I'm not saying it is impossible to hack a system running OS X 10.4.5, but there are some key reasons OS X is harder to hack.

1. Stuff doesn't install without some user interaction.
2. It's based off of Unix, when a flaw is found in any other Unix variant it can be tested and patched if needed on OS X.

Probably 95% of the vulnerabilities in OS X that have been patched are third party parts like Apache.

I'm not saying it is impossible to hack a system running OS X 10.4.5, but there are some key reasons OS X is harder to hack.

1. Stuff doesn't install without some user interaction.
2. It's based off of Unix, when a flaw is found in any other Unix variant it can be tested and patched if needed on OS X.

Probably 95% of the vulnerabilities in OS X that have been patched are third party parts like Apache.

OSX is not invulnerable. it's more secure than windows for sure, but no OS is perfectly secure unless you disconnect it from the internet.

OSX is safer than windows for 2 reasons:
1. they got to design it from the ground up, a decision that forced a lot of incompatibility problems on users who wanted the upgrade.
2. user/hacker base. why hack an operating system that only has about 10% of all potential targets when you can hit 90%?

microsoft opted not to do #1 with windows, since it would really piss of their (what, 80-90% of the world?) marketshare. i seriously wonder what would happen to mac security if, say, it was split 50/50 MacOS/Windows. apple would be facing backwards-compatibility issues as well as a larger hacker base that would find it worth their while to search for vulnerabilities.

Being a little more specific, OS X wasn't a "ground up" design; it was a riff off of one of the historic Unix flavors (BSD, or Berkeley Standard Derivative). It is a truly fine OS, with consciousness of design and quality as well as bulletproofing. This is why Windoze fanbois constantly try to claim that Mac users are stupid - they never have to deal with crashes and rarely deal with incompatibilities.

The "infinite number of hackers" argument is false, pure and simple; such things are known as FUD (Fear, Uncertainty, and Doubt) - a marketing ploy coined by IBM but perfected by Micro$oft. If the argument were true, both Unix and the Apache Web Server product would be as badly arse-raped as Windoze is on a regular basis. Both products are open source, are in massively widespread use, and are used in high-value cracking targets.
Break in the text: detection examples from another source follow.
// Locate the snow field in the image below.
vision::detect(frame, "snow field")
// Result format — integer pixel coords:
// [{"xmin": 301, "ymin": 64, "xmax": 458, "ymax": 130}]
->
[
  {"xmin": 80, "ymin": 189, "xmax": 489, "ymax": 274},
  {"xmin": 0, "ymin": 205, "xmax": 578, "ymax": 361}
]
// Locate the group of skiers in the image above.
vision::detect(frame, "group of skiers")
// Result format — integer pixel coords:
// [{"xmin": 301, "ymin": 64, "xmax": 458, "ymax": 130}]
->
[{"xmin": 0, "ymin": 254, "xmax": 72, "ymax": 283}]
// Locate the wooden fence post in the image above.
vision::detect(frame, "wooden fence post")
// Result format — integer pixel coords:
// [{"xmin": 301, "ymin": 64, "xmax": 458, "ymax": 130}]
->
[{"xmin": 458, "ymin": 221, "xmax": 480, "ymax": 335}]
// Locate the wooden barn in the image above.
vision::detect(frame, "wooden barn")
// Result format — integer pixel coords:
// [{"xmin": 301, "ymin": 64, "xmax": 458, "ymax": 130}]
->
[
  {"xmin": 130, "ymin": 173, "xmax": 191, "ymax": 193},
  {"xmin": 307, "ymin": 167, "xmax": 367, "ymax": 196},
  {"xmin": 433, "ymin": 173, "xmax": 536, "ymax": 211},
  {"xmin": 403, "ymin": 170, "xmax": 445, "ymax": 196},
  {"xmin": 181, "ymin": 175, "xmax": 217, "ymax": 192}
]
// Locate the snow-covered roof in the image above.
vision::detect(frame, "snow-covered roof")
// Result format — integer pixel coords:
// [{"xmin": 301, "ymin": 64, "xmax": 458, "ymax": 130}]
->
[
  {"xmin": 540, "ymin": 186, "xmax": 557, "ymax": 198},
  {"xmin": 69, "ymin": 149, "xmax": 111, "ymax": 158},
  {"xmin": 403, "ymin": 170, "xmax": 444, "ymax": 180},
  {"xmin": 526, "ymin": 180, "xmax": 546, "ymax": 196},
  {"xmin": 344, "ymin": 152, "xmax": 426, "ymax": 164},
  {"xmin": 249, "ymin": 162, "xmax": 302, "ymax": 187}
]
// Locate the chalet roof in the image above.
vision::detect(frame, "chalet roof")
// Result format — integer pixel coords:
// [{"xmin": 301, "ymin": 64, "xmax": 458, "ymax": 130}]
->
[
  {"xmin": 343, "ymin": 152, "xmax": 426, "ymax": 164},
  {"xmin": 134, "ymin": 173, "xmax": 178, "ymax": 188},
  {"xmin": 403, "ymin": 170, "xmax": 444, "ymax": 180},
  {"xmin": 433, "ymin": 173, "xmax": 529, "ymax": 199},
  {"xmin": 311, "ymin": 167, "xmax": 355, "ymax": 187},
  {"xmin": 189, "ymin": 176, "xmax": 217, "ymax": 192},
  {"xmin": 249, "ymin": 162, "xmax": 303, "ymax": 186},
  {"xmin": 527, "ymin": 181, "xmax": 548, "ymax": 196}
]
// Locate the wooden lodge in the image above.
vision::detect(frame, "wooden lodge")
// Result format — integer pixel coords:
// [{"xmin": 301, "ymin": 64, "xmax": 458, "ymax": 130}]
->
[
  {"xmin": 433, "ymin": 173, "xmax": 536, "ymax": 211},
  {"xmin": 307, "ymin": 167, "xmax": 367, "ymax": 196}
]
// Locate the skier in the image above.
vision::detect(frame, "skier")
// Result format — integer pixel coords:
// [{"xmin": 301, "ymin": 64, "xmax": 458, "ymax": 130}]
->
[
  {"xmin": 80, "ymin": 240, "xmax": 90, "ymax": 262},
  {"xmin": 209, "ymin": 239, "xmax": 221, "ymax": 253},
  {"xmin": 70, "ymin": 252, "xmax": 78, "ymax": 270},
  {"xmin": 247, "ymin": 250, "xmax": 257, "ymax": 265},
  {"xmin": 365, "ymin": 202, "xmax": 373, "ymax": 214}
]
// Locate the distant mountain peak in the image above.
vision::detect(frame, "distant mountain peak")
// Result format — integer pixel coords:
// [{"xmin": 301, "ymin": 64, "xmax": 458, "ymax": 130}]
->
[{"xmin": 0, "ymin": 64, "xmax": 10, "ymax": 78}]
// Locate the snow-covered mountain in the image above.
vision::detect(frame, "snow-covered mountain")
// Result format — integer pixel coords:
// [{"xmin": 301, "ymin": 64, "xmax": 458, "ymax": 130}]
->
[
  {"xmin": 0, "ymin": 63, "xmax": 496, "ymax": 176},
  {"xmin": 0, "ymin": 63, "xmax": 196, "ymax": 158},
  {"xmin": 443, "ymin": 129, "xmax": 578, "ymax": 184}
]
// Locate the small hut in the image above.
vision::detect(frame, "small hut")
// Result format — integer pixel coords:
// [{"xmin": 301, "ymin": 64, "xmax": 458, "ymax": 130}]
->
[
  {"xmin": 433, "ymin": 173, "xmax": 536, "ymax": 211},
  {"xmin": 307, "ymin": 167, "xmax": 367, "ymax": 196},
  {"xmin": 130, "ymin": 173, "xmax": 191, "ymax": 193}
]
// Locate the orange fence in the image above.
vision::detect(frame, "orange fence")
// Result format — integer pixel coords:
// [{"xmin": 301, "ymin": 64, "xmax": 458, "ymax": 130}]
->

The long & short of this issue is that while no OS is truly secure, Sir Billy designed his product as a toy for home users, with no conception of security or even of networking. And Micro$oft's missing the bus on the Internet is the stuff of legend. Apple, to their credit, decided to do what M$FT should have done years ago - dump the code base, start fresh, and build backward compatibility only as far as it doesn't violate proper design principles.

The same basic principles used to protect and harden Mac OS products can be also applied to M$ stuff as well:

- Users to not use an account with Administrator rights. Do everything with a crippled user account, and if you need to install anything, to use the "Run As" command to install it.
- Run only the services you need. Disable all else that you don't(why run the Print Spooler service if you never print?)
- Hardened file permissions. This goes hand-in-hand with not using an Administrator account for regular PC usage.

The same basic principles used to protect and harden Mac OS products can be also applied to M$ stuff as well:

- Users to not use an account with Administrator rights. Do everything with a crippled user account, and if you need to install anything, to use the "Run As" command to install it.
- Run only the services you need. Disable all else that you don't(why run the Print Spooler service if you never print?)
- Hardened file permissions. This goes hand-in-hand with not using an Administrator account for regular PC usage.